Agent Model Role Telegram Bot
coordinator openai/gpt-5.2 Fast triage, communication, delegation Your main bot
tester anthropic-1m/claude-sonnet-4-5 Code review, testing, image/vision tasks Second bot
coder anthropic-1m/claude-opus-4-6 Deep coding, architecture, heavy reasoning Third bot

Prerequisites

  • OpenClaw installed and running (openclaw gateway status returns OK)
  • API keys for OpenAI and Anthropic
  • A Telegram account (to create 3 bots via @BotFather)

Step 1: Create Three Telegram Bots

Open Telegram, chat with @BotFather, and create three bots:

  1. /newbot → name it something like "MyCoordinator" → username like my_coordinator_bot
  2. /newbot → name it something like "MyTester" → username like my_tester_bot
  3. /newbot → name it something like "MyCoder" → username like my_coder_bot

Copy each bot token. You'll need all three.

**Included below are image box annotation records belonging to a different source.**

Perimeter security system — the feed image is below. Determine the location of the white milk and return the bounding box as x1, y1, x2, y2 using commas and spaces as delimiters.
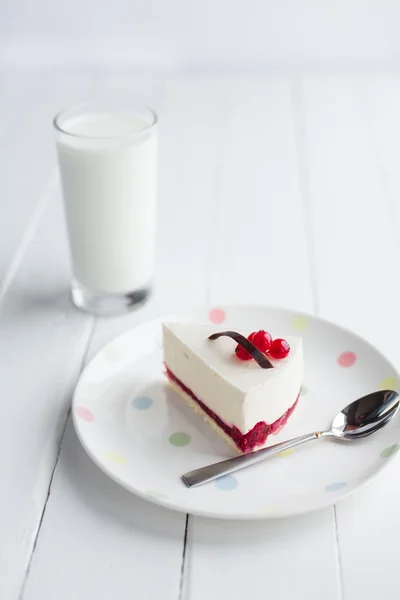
57, 113, 157, 294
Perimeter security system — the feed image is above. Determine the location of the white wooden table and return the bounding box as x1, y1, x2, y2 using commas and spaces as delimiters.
0, 70, 400, 600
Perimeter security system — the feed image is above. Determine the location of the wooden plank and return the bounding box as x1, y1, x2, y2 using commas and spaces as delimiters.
210, 77, 313, 310
0, 199, 93, 600
183, 510, 340, 600
24, 77, 222, 600
0, 71, 94, 284
302, 77, 400, 600
188, 77, 339, 600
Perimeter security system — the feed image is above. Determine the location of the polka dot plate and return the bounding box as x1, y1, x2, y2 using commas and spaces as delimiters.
73, 307, 400, 519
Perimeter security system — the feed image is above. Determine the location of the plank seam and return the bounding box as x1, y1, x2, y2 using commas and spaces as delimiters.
18, 317, 97, 600
205, 85, 230, 307
291, 81, 344, 600
333, 504, 344, 600
290, 81, 320, 316
0, 170, 57, 305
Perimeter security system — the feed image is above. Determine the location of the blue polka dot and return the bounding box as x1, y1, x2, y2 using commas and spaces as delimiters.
132, 396, 153, 410
325, 481, 347, 492
215, 475, 238, 492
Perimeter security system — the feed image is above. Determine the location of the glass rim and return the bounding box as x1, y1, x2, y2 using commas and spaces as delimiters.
53, 102, 158, 140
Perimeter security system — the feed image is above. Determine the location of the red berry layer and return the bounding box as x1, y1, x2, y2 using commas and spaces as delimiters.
165, 366, 300, 454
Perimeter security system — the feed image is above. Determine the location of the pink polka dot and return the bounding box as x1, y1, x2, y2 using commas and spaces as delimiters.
75, 406, 94, 421
208, 308, 226, 325
338, 352, 357, 367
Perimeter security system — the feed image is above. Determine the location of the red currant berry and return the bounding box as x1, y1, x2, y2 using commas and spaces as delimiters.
235, 344, 251, 360
249, 329, 272, 353
269, 338, 290, 358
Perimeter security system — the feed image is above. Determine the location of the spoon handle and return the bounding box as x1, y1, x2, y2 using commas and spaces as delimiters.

Important: For each bot, also run /setprivacyDisable if you want them to see all messages in groups (not just @mentions).

Step 2: Set API Keys

Make sure your API keys are in the OpenClaw config. Run:

openclaw configure

Or set them as environment variables in your shell profile:

export OPENAI_API_KEY="sk-proj-..."
export ANTHROPIC_API_KEY="sk-ant-..."

Or put them directly in ~/.openclaw/openclaw.json under env.vars:

{
  env: {
    vars: {
      OPENAI_API_KEY: "sk-proj-...",
      ANTHROPIC_API_KEY: "sk-ant-..."
    }
  }
}

Step 3: Configure openclaw.json

This is the core step. Open ~/.openclaw/openclaw.json and set up the full config.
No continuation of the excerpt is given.